MANAGEMENT’S DISCUSSION AND ANALYSIS OF FINANCIAL CONDITION
AND RESULTS OF OPERATIONS
License Agreement with Indivior
On January 2, 2018, we entered into an agreement with Indivior for the discovery, development and commercialization of novel GABAB PAM compounds for the treatment of addiction and other CNS diseases. This agreement included the selected clinical candidate, ADX71441. In addition, Indivior agreed to fund a research program at Addex to discover novel GABAB PAM compounds.
Indivior has sole responsibility, including funding liability, for development of selected compounds under the agreement through preclinical and clinical trials, as well as registration procedures and commercialization, if any, worldwide. Indivior has the right to design development programs for selected compounds under the agreement. Through our participation in a joint development committee, we review, in an advisory capacity, any development programs designed by Indivior. However, Indivior has authority over all aspects of the development of such selected compounds.
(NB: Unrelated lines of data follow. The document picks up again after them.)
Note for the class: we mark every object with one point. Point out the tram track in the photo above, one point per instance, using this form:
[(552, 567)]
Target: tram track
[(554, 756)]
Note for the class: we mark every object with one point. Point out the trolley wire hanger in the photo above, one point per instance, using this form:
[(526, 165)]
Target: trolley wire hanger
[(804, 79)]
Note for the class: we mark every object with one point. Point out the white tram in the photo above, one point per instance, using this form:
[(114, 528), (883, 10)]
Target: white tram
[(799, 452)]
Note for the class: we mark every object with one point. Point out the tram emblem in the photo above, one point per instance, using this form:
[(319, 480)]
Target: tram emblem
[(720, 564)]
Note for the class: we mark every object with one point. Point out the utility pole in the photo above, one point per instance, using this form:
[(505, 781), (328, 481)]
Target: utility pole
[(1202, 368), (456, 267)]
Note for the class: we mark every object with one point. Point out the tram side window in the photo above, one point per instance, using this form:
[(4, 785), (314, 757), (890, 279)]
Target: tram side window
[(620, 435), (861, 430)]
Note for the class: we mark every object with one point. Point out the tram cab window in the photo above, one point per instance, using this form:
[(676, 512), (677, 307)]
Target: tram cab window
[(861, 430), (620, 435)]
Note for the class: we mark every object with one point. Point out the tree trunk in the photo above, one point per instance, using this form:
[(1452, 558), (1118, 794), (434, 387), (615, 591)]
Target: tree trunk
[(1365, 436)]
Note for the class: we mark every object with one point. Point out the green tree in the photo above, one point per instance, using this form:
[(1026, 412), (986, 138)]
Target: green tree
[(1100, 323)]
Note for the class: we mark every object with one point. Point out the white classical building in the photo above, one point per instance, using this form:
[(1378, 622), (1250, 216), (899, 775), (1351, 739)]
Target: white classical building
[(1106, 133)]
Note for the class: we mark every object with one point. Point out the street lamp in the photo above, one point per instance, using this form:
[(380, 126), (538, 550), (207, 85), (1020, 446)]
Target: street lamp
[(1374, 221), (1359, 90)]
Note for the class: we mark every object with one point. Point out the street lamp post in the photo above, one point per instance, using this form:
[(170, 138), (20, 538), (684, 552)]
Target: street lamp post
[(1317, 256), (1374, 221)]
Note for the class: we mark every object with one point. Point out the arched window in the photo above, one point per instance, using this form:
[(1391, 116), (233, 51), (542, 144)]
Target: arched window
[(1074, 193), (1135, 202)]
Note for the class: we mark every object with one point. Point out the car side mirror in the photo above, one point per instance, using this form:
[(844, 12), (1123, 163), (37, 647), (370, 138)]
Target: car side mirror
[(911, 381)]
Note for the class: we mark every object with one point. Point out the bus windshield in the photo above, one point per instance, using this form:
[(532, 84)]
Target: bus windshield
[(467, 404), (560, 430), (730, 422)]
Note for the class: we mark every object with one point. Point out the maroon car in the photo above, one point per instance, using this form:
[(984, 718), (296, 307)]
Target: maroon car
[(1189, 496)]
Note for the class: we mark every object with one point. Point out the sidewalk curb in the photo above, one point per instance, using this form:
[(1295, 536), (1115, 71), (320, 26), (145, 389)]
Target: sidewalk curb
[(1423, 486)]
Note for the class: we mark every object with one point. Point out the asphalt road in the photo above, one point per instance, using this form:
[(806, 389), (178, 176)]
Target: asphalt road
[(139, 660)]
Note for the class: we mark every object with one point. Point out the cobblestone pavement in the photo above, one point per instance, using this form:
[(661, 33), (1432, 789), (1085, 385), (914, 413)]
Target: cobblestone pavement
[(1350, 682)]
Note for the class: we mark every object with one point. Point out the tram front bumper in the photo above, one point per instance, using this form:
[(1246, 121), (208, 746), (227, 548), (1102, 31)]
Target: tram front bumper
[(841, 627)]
Under terms of the agreement, we have granted Indivior an exclusive license to use relevant patents and know-how in relation to the development and commercialization of drug candidates selected by Indivior. Subject to agreed conditions, Addex and Indivior jointly own all intellectual property rights that are jointly developed, and Addex or Indivior individually own all intellectual property rights that Addex or Indivior develop individually. Addex has retained the right to select compounds from the research program for further development in areas outside the interest of Indivior including cough. Under certain conditions, but subject to certain consequences, Indivior may terminate the agreement.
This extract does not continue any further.